For additional information or inquiries about JWH-098, it is recommended to consult with healthcare professionals, pharmacologists, or trusted sources of scientific literature. Always prioritize your safety and well-being when considering any substance use.
- Anvisa’s Regulatory Control (2023-07-24): Anvisa, the Brazilian Health Regulatory Agency, issued RDC Nº 804, which outlines a list of substances under special control. This list includes narcotic, psychotropic, precursor, and other substances. The resolution was published in the Diário Oficial da União on July 25, 2023, and archived for reference. This regulatory update is significant in terms of controlling specific substances in Brazil.
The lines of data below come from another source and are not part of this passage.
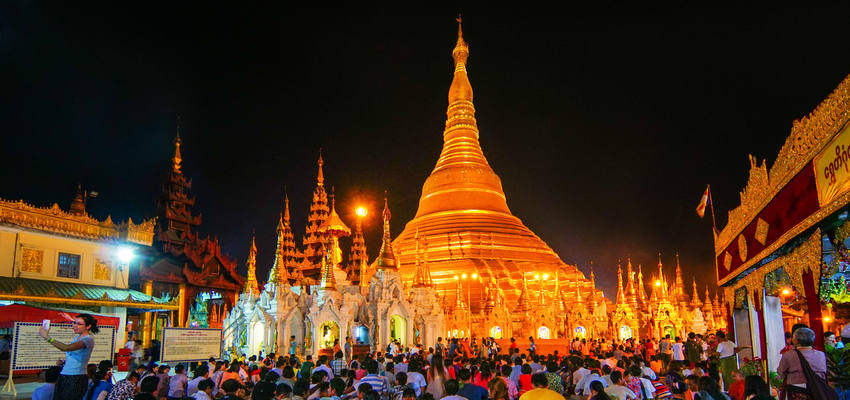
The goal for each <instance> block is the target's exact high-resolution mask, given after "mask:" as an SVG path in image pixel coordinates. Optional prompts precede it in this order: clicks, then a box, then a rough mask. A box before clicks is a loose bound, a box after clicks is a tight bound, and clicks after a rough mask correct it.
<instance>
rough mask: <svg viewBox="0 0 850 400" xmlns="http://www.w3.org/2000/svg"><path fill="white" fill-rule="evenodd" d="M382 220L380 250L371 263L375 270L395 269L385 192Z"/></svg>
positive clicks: (388, 211) (394, 255)
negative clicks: (377, 256)
mask: <svg viewBox="0 0 850 400" xmlns="http://www.w3.org/2000/svg"><path fill="white" fill-rule="evenodd" d="M381 217H382V218H383V220H384V235H383V238H382V242H381V251H380V252H379V253H378V258H376V259H375V261H374V262H373V263H372V265H373V266H374V268H373V269H375V270H385V269H391V270H395V269H397V265H398V264H397V263H396V258H395V255H393V244H392V236H390V218H391V217H392V214H391V213H390V207H389V205H388V203H387V197H386V193H384V211H383V212H382V213H381Z"/></svg>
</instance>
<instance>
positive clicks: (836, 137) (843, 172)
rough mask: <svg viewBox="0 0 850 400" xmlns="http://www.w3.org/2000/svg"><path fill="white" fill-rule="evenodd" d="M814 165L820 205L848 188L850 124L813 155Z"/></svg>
mask: <svg viewBox="0 0 850 400" xmlns="http://www.w3.org/2000/svg"><path fill="white" fill-rule="evenodd" d="M814 167H815V182H816V183H817V187H818V203H820V206H821V207H823V206H824V205H826V204H828V203H829V202H831V201H832V200H835V199H836V198H837V197H838V196H839V195H841V194H842V193H845V192H846V191H847V190H850V124H848V125H846V126H844V128H843V129H842V130H841V133H839V134H838V135H836V136H835V137H834V138H833V139H832V141H831V142H829V144H828V145H827V146H826V147H825V148H824V149H823V150H822V151H821V152H820V154H818V155H817V156H816V157H815V159H814Z"/></svg>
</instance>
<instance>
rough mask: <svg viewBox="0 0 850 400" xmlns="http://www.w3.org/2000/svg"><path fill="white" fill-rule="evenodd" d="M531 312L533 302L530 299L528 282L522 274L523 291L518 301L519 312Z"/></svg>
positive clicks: (522, 289)
mask: <svg viewBox="0 0 850 400" xmlns="http://www.w3.org/2000/svg"><path fill="white" fill-rule="evenodd" d="M529 310H531V301H529V299H528V281H527V280H526V279H525V274H522V291H521V292H520V293H519V299H518V300H517V311H519V312H521V313H525V312H528V311H529Z"/></svg>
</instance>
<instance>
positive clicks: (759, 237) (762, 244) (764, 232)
mask: <svg viewBox="0 0 850 400" xmlns="http://www.w3.org/2000/svg"><path fill="white" fill-rule="evenodd" d="M768 229H770V225H769V224H768V223H767V221H765V220H763V219H761V218H759V219H758V221H757V222H756V235H755V237H756V240H758V242H759V243H761V244H762V245H764V244H765V243H767V230H768Z"/></svg>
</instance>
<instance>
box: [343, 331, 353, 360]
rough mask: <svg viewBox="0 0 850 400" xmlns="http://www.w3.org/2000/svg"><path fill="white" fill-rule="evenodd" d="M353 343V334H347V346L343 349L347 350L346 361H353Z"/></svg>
mask: <svg viewBox="0 0 850 400" xmlns="http://www.w3.org/2000/svg"><path fill="white" fill-rule="evenodd" d="M351 343H352V340H351V336H346V337H345V347H344V348H343V351H345V361H346V362H351V360H352V358H351Z"/></svg>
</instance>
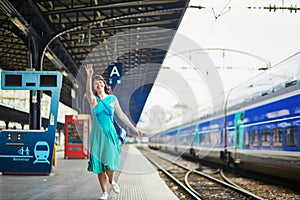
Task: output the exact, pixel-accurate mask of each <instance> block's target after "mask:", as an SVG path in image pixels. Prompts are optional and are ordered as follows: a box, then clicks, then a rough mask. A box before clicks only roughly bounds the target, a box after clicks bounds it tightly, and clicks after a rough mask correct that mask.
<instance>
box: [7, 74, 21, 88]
mask: <svg viewBox="0 0 300 200" xmlns="http://www.w3.org/2000/svg"><path fill="white" fill-rule="evenodd" d="M5 86H13V87H21V86H22V75H21V74H20V75H9V74H7V75H5Z"/></svg>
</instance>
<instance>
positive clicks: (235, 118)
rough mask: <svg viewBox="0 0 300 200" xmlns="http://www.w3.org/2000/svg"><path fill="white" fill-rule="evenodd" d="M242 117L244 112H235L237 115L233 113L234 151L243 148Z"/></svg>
mask: <svg viewBox="0 0 300 200" xmlns="http://www.w3.org/2000/svg"><path fill="white" fill-rule="evenodd" d="M244 116H245V111H241V112H237V113H235V116H234V146H235V148H236V149H242V148H243V142H244V128H243V125H244Z"/></svg>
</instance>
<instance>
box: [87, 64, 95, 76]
mask: <svg viewBox="0 0 300 200" xmlns="http://www.w3.org/2000/svg"><path fill="white" fill-rule="evenodd" d="M85 70H86V73H87V75H88V76H93V74H94V69H93V64H86V66H85Z"/></svg>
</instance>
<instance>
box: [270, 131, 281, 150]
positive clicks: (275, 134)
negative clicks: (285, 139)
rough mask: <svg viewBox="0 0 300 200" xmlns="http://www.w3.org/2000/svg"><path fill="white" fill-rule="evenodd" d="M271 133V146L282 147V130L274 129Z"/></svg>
mask: <svg viewBox="0 0 300 200" xmlns="http://www.w3.org/2000/svg"><path fill="white" fill-rule="evenodd" d="M272 132H273V139H272V140H273V146H274V147H282V128H274V129H273V130H272Z"/></svg>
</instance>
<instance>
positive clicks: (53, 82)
mask: <svg viewBox="0 0 300 200" xmlns="http://www.w3.org/2000/svg"><path fill="white" fill-rule="evenodd" d="M40 78H41V79H40V86H41V87H56V86H57V76H56V75H41V76H40Z"/></svg>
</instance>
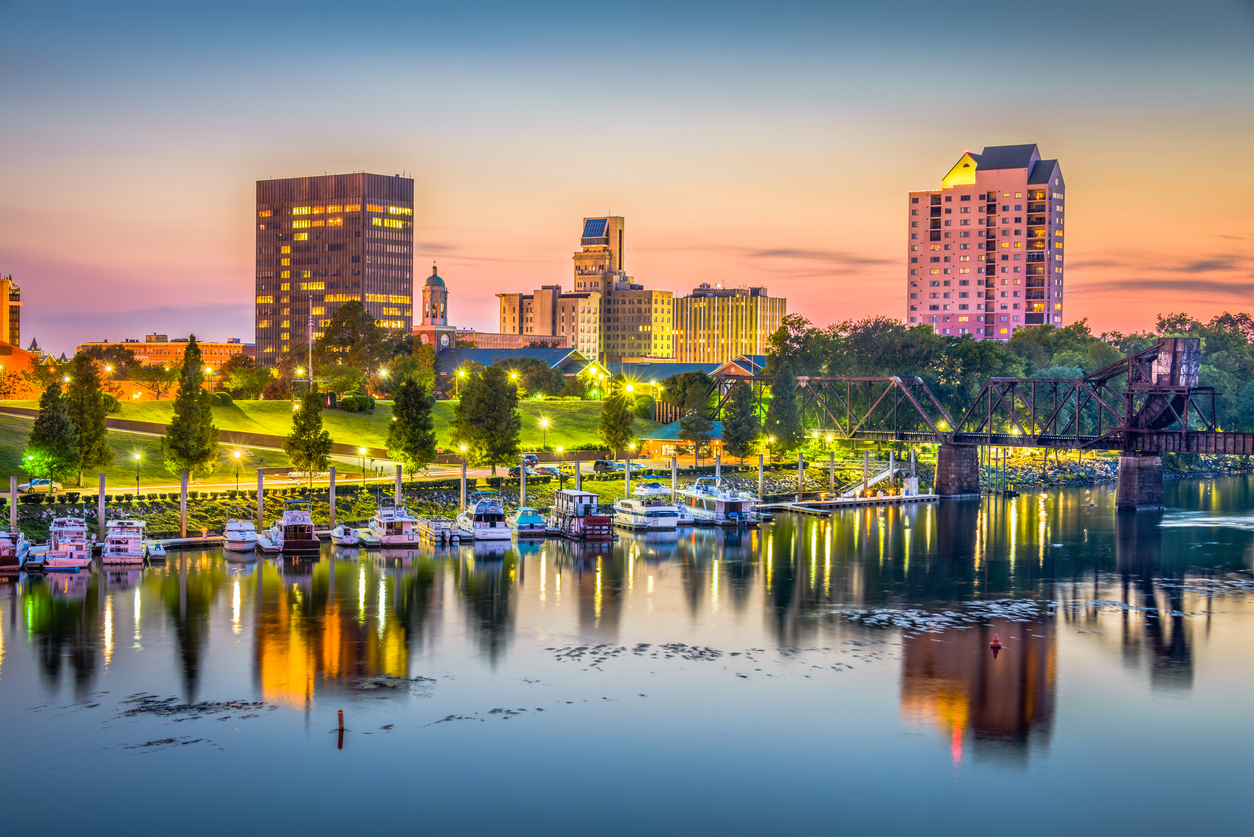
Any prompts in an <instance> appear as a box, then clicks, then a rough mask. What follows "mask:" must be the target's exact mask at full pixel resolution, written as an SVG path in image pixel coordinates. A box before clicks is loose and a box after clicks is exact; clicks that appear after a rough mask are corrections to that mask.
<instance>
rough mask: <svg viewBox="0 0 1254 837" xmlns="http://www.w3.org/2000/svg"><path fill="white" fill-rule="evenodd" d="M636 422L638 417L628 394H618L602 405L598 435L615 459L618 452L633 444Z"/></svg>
mask: <svg viewBox="0 0 1254 837" xmlns="http://www.w3.org/2000/svg"><path fill="white" fill-rule="evenodd" d="M635 422H636V415H635V413H633V412H632V405H631V403H630V399H628V398H627V394H626V393H622V392H619V393H616V394H613V395H611V397H609V398H607V399H606V400H604V403H602V405H601V424H598V425H597V435H599V437H601V440H602V442H603V443H604V444H606V447H607V448H609V449H611V450H613V452H614V459H617V458H618V452H619V450H622V449H623V448H626V447H627V445H628V444H630V443H631V438H632V425H633V424H635Z"/></svg>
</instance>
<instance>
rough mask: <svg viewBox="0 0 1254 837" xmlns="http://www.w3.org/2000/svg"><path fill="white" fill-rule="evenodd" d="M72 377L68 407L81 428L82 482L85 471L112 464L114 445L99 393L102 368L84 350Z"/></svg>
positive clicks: (80, 357) (68, 397)
mask: <svg viewBox="0 0 1254 837" xmlns="http://www.w3.org/2000/svg"><path fill="white" fill-rule="evenodd" d="M69 378H70V383H69V387H68V388H66V390H68V392H66V393H65V407H66V410H68V413H69V417H70V420H71V422H73V423H74V429H75V430H76V432H78V444H79V463H78V477H79V482H78V484H79V486H82V484H83V472H84V471H94V469H98V468H108V467H109V466H112V464H113V448H110V447H109V439H108V428H107V427H105V424H104V413H105V409H104V395H103V394H102V393H100V370H99V369H97V365H95V360H93V359H92V358H90V356H89V355H85V354H79V355H75V356H74V361H73V364H71V365H70V374H69Z"/></svg>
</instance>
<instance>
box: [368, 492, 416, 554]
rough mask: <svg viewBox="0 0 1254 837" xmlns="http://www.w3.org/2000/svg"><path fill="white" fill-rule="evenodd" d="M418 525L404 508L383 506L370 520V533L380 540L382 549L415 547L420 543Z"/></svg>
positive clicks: (380, 542) (379, 540) (370, 518)
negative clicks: (418, 530) (382, 548)
mask: <svg viewBox="0 0 1254 837" xmlns="http://www.w3.org/2000/svg"><path fill="white" fill-rule="evenodd" d="M416 523H418V521H416V520H415V518H414V517H411V516H410V513H409V509H408V508H405V507H404V506H396V504H395V503H391V504H386V506H382V504H381V506H380V507H379V511H377V512H375V516H374V517H372V518H370V533H371V535H374V536H375V537H376V538H377V540H379V546H381V547H389V546H413V545H414V543H416V542H418V527H416Z"/></svg>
- Research on Synthetic Cannabinoids (January 2005): Research conducted by Huffman JW, Zengin G, Wu MJ, Lu J, Hynd G, Bushell K, and others in January 2005 delves into the structural-activity relationships of 1-alkyl-3-(1-naphthoyl)indoles in the context of cannabinoid CB(1) and CB(2) receptors. The study highlights the steric and electronic effects of naphthoyl substituents and the development of highly selective CB(2) receptor agonists. This research contributes to our understanding of synthetic cannabinoids and their interactions with specific receptors.
- United States Controlled Substances Act (21 U.S.C. § 812): The United States Control Substances Act, specifically in Section 21 U.S.C. § 812, categorizes substances into schedules of controlled substances. This legislation is a vital legal framework for the classification and regulation of various substances, including those with potential psychoactive properties.
- Russian Government’s Resolution (December 31, 2009): The Russian Government issued a resolution on December 31, 2009, marked as № 1186, which introduced amendments to several government resolutions concerning the circulation of narcotic substances. This resolution is part of the legal framework governing the handling of controlled substances in Russia.
- Swedish Regulations: The Swedish författningssamling (official publication of Swedish statutes) likely contains regulations related to controlled substances in Sweden. These regulations are crucial for governing the use and handling of specific substances within the country.
- The Misuse of Drugs Act 1971 (Amendment) Order 2009 (UK): The Misuse of Drugs Act 1971 (Amendment) Order 2009, an amendment to the existing UK drug legislation, is significant in the context of controlling substances. The order is part of the legal framework in the United Kingdom for managing substances with the potential for misuse.